B: 그저 그랬네요.  (그랬군요 x) B is telling A about disappointing date happened previous day. 
or
B: C는 너무나도 아름다웠네요! (아름다웠군요 x)
A: 역시 그녀는 아름다웠군요! (아름다웠네요 x. A wasn't the one who saw C) 

D: B랑 C랑 어제 데이트했데! 
E: 아 그랬군요!   (그랬네요 x) 

By the way.
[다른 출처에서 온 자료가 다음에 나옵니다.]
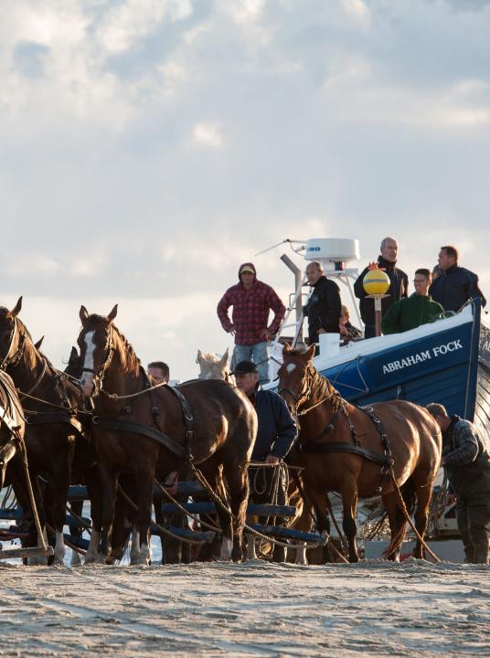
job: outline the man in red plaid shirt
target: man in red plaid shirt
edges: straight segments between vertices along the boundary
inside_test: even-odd
[[[223,329],[235,334],[232,367],[240,361],[257,365],[261,384],[269,381],[268,341],[278,332],[286,309],[271,286],[257,280],[252,263],[239,270],[240,282],[229,288],[218,304],[218,317]],[[228,310],[233,306],[231,320]],[[274,318],[268,326],[269,312]]]

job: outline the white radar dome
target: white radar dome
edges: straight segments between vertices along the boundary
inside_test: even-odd
[[[327,271],[343,270],[344,263],[359,258],[359,241],[357,239],[312,238],[306,241],[304,259],[319,260]]]

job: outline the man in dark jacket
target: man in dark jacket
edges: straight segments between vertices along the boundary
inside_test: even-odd
[[[480,297],[482,306],[485,306],[486,300],[478,286],[477,275],[460,267],[458,258],[459,253],[454,247],[441,247],[438,260],[441,271],[429,288],[429,293],[434,302],[443,306],[444,311],[457,313],[465,302],[475,297]]]
[[[365,324],[364,335],[366,338],[373,338],[376,335],[376,321],[374,314],[374,300],[366,299],[368,292],[364,290],[363,281],[369,270],[379,268],[386,271],[389,277],[389,288],[385,297],[381,300],[381,316],[386,315],[391,304],[402,297],[408,296],[409,277],[404,271],[396,267],[398,256],[398,242],[394,238],[385,238],[381,242],[381,254],[378,257],[378,263],[369,263],[365,268],[354,283],[354,292],[360,300],[359,310],[361,318]]]
[[[259,428],[255,446],[251,453],[252,462],[264,464],[279,464],[287,455],[298,434],[286,403],[274,391],[259,390],[257,366],[251,361],[242,361],[235,367],[237,387],[245,393],[255,408],[259,419]],[[286,504],[286,483],[284,469],[277,466],[250,467],[249,480],[250,499],[253,503],[274,503]],[[283,525],[278,518],[277,525]],[[252,541],[249,537],[249,541]],[[251,557],[253,553],[249,553]],[[272,559],[284,562],[285,548],[274,547]]]
[[[442,460],[456,495],[456,520],[466,561],[488,563],[490,537],[490,455],[469,420],[448,416],[442,405],[428,411],[442,431]]]
[[[427,293],[431,285],[431,272],[426,268],[415,271],[415,292],[395,302],[381,321],[383,334],[399,334],[415,329],[442,315],[444,309]]]
[[[313,260],[306,268],[306,278],[313,290],[303,313],[308,318],[308,340],[312,345],[318,343],[319,334],[339,333],[342,302],[337,284],[325,277],[322,263]]]
[[[231,366],[251,359],[259,366],[261,384],[266,384],[269,381],[268,342],[277,334],[286,309],[273,288],[258,281],[253,263],[240,266],[239,280],[219,300],[218,317],[223,329],[235,334]],[[233,306],[231,320],[228,313],[230,306]],[[274,317],[269,324],[270,311]]]

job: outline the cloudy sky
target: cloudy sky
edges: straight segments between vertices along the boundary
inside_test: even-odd
[[[58,366],[80,303],[197,372],[286,238],[454,243],[490,294],[487,0],[2,0],[0,303]],[[294,257],[296,258],[296,257]],[[296,258],[299,263],[301,259]],[[357,263],[356,263],[357,264]]]

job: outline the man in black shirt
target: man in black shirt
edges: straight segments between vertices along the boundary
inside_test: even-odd
[[[455,247],[441,247],[438,260],[440,274],[429,288],[429,294],[444,311],[457,313],[465,302],[475,297],[480,297],[482,306],[485,306],[486,300],[478,286],[477,275],[460,267],[458,258]]]
[[[365,338],[373,338],[376,335],[376,322],[374,314],[374,300],[366,299],[368,292],[364,290],[363,281],[369,270],[376,267],[383,270],[389,278],[389,288],[385,297],[381,300],[381,314],[384,315],[391,304],[402,297],[408,297],[409,277],[404,271],[396,267],[398,257],[398,242],[394,238],[385,238],[381,241],[380,256],[378,257],[378,263],[369,263],[357,277],[354,283],[354,292],[359,302],[361,318],[365,324]]]
[[[284,466],[279,462],[287,455],[294,443],[297,429],[286,403],[274,391],[259,390],[257,366],[251,361],[241,361],[234,371],[237,387],[247,396],[255,408],[259,419],[257,439],[251,453],[251,462],[263,462],[262,466],[249,468],[250,486],[250,501],[255,504],[286,504],[286,482]],[[277,465],[276,465],[277,464]],[[277,525],[283,525],[282,518],[277,518]],[[248,536],[248,557],[255,555],[252,536]],[[253,550],[252,550],[253,548]],[[274,547],[274,562],[284,562],[286,551]]]
[[[442,459],[456,495],[456,520],[466,562],[488,563],[490,536],[490,456],[477,429],[440,404],[427,410],[442,431]]]
[[[313,260],[306,268],[306,278],[313,290],[303,313],[308,318],[308,340],[312,345],[318,343],[319,334],[339,333],[342,302],[337,284],[325,277],[322,263]]]

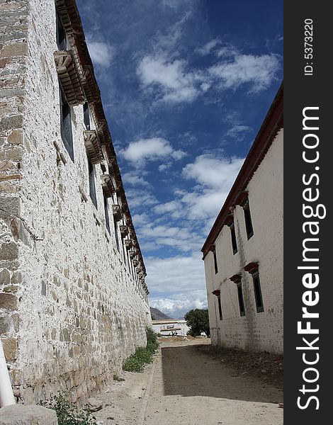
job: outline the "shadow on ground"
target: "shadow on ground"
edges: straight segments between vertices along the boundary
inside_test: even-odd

I believe:
그렇네요(x) 그러네요(o)
But please correct me if I'm wrong.


----------



## bonbon2023

_
A: 어제 C랑 데이트 어땠어요? 
B: 그저 그랬네요. (그랬군요 x)
_
If the person B in above dialogue was saying 그저 그랬네요, not seeing the person A, the sentence having '-네' might be 하게체 having the 종결보조사 '요'.
그저 그랬네요 seems like *서술의 뜻* in this definition_: "-네 in 하게할 자리에 쓰여, 단순한 *서술의 뜻*을 나타내는 종결 어미."_
http://krdic.naver.com/detail.nhn?docid=7428000

Although I saw '-네' was used in this way on TV drama as a way of quite directly saying, I'm not used to using -네요 instead of -어요when I think I should use -어요. 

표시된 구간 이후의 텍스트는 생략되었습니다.